“Aggredita sessualmente nel Metaverso”. La denuncia di una ricercatrice

Dopo il Covid la distanza sociale entra anche nel Metaverso: per evitare le molestie. Sì, nel neonato Horizon Worlds – la piattaforma di Meta (l’ex Facebook) – si è già consumato il primo assalto sessuale di gruppo ai danni di una donna. O meglio. Della suo avatar, la personificazione digitale. Lo ha raccontato Nina Jane Patel, ricercatrice della società Kabuni specializzata nello sviluppo di esperienze virtuali per ragazzi fra gli 8 e i 16 anni: invitata, proprio in virtù del suo mestiere, a testare il “nuovo mondo”. Peccato che – lo ha denunciato lei stessa con un lungo post pubblicato a fine Dicembre su Medium.com (la stessa piattaforma dove raccontò le molestie subite pure Lindsey Boylan, la prima accusatrice dell’ormai ex governatore dello stato di New York, Andrew Cuomo) – appena entrata è stata aggredita verbalmente, palpeggiata e violentata in gruppo da altri avatar, fra l’incitamento di altri personaggi “tutti con voce maschile” che hanno scattato perfino foto e girato video. Tutto nel mondo virtuale.

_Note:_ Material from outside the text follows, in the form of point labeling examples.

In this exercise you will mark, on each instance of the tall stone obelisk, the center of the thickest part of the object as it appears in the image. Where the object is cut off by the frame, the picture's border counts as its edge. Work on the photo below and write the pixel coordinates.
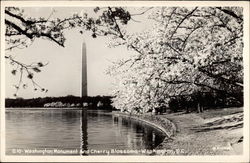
(84, 71)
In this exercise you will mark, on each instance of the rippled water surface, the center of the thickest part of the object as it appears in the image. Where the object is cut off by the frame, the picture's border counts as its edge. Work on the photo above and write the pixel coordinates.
(75, 130)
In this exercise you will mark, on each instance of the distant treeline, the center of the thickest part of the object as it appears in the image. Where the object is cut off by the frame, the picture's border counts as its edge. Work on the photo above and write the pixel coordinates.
(205, 100)
(40, 102)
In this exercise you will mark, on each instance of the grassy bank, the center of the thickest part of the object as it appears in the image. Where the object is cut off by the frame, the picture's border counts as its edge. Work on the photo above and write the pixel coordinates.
(213, 132)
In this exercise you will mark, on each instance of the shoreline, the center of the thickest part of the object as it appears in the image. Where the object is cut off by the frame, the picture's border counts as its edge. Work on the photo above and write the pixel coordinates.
(168, 131)
(214, 132)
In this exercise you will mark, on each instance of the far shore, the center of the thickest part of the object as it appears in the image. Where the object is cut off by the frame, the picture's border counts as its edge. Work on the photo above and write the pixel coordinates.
(213, 132)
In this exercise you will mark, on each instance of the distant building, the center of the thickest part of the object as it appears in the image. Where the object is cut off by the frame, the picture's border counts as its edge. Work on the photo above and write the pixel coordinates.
(84, 88)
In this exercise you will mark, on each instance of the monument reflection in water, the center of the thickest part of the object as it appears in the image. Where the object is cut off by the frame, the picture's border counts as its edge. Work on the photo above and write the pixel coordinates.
(76, 129)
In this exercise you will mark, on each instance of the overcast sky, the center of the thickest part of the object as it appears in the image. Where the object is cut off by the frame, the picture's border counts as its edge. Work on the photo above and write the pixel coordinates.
(62, 76)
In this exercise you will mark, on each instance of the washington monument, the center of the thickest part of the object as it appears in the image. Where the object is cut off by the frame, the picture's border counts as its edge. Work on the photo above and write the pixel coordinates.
(84, 71)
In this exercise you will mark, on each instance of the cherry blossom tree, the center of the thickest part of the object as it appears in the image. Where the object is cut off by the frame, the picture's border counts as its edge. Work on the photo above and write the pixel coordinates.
(188, 50)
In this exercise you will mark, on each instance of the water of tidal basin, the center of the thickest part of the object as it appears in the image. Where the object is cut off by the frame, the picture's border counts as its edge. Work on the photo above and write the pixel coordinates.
(76, 129)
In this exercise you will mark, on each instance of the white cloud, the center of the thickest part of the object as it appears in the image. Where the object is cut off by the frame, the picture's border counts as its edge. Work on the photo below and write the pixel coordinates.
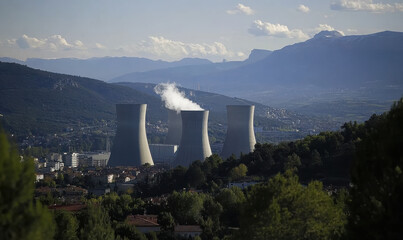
(240, 8)
(158, 46)
(366, 6)
(260, 28)
(99, 46)
(52, 43)
(303, 8)
(323, 27)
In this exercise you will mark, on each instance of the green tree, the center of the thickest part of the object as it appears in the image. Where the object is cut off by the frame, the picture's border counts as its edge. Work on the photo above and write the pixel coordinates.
(239, 172)
(376, 209)
(231, 200)
(166, 221)
(186, 207)
(293, 162)
(20, 216)
(66, 226)
(284, 209)
(194, 175)
(95, 224)
(127, 231)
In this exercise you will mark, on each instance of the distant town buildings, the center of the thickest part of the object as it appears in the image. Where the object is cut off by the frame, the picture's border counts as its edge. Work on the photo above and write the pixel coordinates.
(163, 153)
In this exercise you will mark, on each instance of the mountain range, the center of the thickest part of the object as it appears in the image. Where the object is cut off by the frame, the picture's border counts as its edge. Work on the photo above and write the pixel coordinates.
(334, 76)
(40, 103)
(343, 77)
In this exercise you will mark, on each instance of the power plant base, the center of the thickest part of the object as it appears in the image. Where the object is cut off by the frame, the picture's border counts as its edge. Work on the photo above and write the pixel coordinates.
(130, 147)
(194, 144)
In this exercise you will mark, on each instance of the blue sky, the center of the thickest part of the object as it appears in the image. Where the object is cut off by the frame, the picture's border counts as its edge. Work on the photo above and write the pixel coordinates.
(174, 29)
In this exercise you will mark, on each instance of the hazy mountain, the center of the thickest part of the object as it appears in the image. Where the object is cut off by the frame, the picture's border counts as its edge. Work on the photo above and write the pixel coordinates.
(257, 55)
(103, 68)
(328, 70)
(42, 102)
(39, 102)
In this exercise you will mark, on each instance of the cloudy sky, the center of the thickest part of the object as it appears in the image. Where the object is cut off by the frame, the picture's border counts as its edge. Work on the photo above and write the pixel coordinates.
(174, 29)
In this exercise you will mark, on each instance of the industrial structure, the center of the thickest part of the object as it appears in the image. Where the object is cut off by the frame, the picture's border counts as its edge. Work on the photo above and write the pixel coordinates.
(194, 144)
(174, 128)
(130, 146)
(240, 134)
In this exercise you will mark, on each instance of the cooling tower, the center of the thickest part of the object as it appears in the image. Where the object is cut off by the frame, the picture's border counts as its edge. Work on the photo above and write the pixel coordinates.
(174, 128)
(194, 143)
(130, 147)
(240, 134)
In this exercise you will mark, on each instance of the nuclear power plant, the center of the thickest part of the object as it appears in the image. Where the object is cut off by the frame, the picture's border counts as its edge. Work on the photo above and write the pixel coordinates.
(174, 128)
(194, 144)
(130, 146)
(240, 133)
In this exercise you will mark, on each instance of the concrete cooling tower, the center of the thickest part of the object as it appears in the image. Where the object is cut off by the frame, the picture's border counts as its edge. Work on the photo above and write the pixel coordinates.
(194, 143)
(174, 128)
(130, 147)
(240, 133)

L’aggressione nel metaverso

“La realtà virtuale è progettata in modo che mente e corpo non percepiscano la differenziare fra esperienza digitale e quella reale. E infatti la mia risposta fisiologica e psicologica è stata come se quella brutta cosa fosse accaduta nella realtà”, ha scritto infatti Patel. “L’attacco, 1 minuto dopo essere entrata in Horizon, mi ha colto di sorpresa, terrorizzata, paralizzata. Non sono nemmeno riuscita a mettere in atto la barriera di sicurezza. È stato un vero incubo”. Inizialmente la denuncia della vittima è stata accolta freddamente da Meta. Che dopo una rapida revisione interna, l’ha addirittura colpevolizzata: avrebbe potuto infatti attivare lo strumento chiamato “safe zone”, zona sicura, che chiude l’Avatar in una bolla protettiva: e non l’ha fatto. La risposta ha scatenato un putiferio: “È l’equivalente digitale di dire alle donne che se non vogliono essere molestate mentre camminano per strada dovrebbero restarsene a casa. La cara vecchia misoginia con una nuova confezione adatta all’era digitale”, l’ha addirittura bollata l’esperta di tecnologia ed editorialista del Guardian Arwa Mahdawi. Tanto che pochi giorni fa Meta ha svelato di aver messo in campo una nuova impostazione predefinita chiamata “Personal Boundary”, confini personali. Una sorta di distanziamento sociale che impone a tutti gli avatar la distanza di un metro su Horizon Worlds e Horizon Venus, i mondi dove sono già ospitati spettacoli e concerti.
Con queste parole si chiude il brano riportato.